Dispersion of the mass accuracy in a MALDI image (TOF TOF analyser)

Abstract
Mass spectrometry (MS) coupled with matrix assisted laser desorption ionization (MALDI) is a powerful technique which allows spatial localization of ions of interest. Indeed, MALDI imaging (MSI) leads to the acquisition of an image of a sample deposited on a conductive slide where each “pixel” contains a mass spectrum. An “average” spectrum results from the compilation of the individual mass spectra. Mass selected (m/z) images can be reconstructed by software.
The analysis of lipids in MSI is a present challenge. Lipids form a very large group of small molecules (<1,000 Da) classified into 8 classes which contain isobaric compounds present in biologically relevant samples. In order to identify each detected lipid, the exact mass with a maximum error of 10 ppm and a full width at middle height (FWHM) resolving power of at least 80,000 (at 800 Da) are usually required for MS analysis.
The RapifleX™ (Bruker Daltonics) is a MALDI-TOF-TOF spectrometer specially designed for MSI. It allows a faster image acquisition than previous MALDI MSI generations. Single spectra usually provide narrow peak width but the mass accuracies mainly depend on the location of the sample on the conductive slide. This results in an apparent loss of mass resolving power and mass accuracy in the averaged spectrum, decreasing so the efficiency of lipid identification. Full image acquisition is then affected and shows a significant dispersion of the resolving power and mass accuracy depending on the topology of the analyzed surface.

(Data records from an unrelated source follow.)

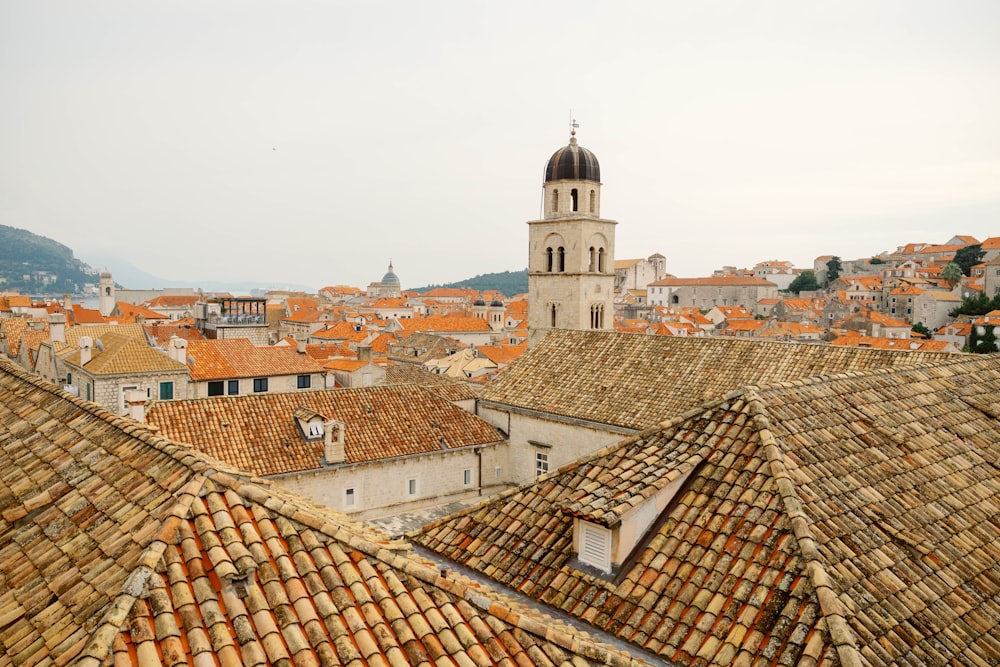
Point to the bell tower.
(571, 250)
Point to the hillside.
(507, 282)
(33, 264)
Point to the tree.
(968, 257)
(976, 305)
(833, 268)
(804, 282)
(953, 274)
(984, 342)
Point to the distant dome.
(390, 278)
(573, 162)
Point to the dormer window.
(595, 545)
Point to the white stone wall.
(382, 488)
(567, 441)
(107, 391)
(276, 384)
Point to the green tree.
(982, 343)
(976, 305)
(968, 257)
(833, 268)
(953, 274)
(804, 282)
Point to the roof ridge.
(834, 611)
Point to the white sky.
(309, 142)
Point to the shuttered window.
(595, 545)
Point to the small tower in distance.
(106, 299)
(571, 250)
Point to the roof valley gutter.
(575, 623)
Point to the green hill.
(33, 264)
(507, 282)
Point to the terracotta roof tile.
(239, 358)
(153, 554)
(837, 520)
(259, 433)
(643, 378)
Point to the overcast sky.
(310, 142)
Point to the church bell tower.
(571, 250)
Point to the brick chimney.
(333, 449)
(86, 345)
(57, 328)
(178, 349)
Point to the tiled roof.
(122, 355)
(445, 324)
(14, 328)
(239, 358)
(121, 547)
(172, 301)
(450, 389)
(634, 380)
(848, 520)
(727, 280)
(258, 433)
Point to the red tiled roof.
(259, 433)
(239, 358)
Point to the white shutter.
(595, 545)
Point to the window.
(595, 546)
(541, 463)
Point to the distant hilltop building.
(387, 288)
(571, 269)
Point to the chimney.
(333, 449)
(57, 328)
(135, 405)
(178, 349)
(86, 345)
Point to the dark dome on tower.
(573, 162)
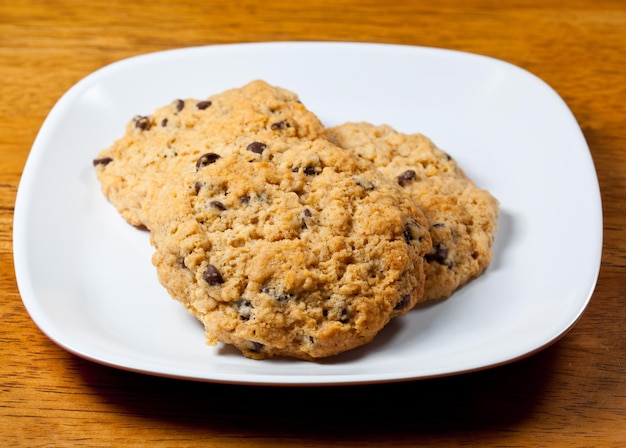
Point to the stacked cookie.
(288, 239)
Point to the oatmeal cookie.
(283, 246)
(462, 217)
(166, 140)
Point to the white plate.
(85, 275)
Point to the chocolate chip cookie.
(287, 246)
(462, 217)
(164, 141)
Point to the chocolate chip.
(256, 147)
(407, 177)
(218, 205)
(203, 104)
(103, 161)
(142, 123)
(212, 276)
(408, 231)
(403, 303)
(206, 159)
(306, 218)
(280, 125)
(244, 309)
(438, 254)
(310, 170)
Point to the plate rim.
(21, 263)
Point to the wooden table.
(571, 394)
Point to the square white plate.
(86, 278)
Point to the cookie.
(285, 246)
(462, 217)
(165, 141)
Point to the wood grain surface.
(570, 394)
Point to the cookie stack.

The ionization of the molecules of interest requires the presence of small organic molecules able to absorb the wavelength of the laser, called matrix. The mode of deposition (e.g. spray or sublimation), the nature of the matrix, the composition of the solvents, and the temperature greatly affect the shape of the matrix crystals. The size of the crystals also affects the maximum lateral resolution of an image and the homogeneity of matrix deposition assures a steady mass accuracy. The deposition method also influences the efficiency of co-crystallization of the matrix with the sample and determines the ionization efficiency of the ion of interest. The application of matrix is therefore a critical step affecting the quality of the image.
In this work, we used MALDI images to map the dispersion of the mass accuracy according to the dimensions of the crystals. This allows a rapid evaluation of the best operating conditions to reach an optimum mass accuracy and resolving power on the whole image using first authentic lipid standard, then real sample such as dried blood spots.
This work is funded by the Interreg Eurlipids project.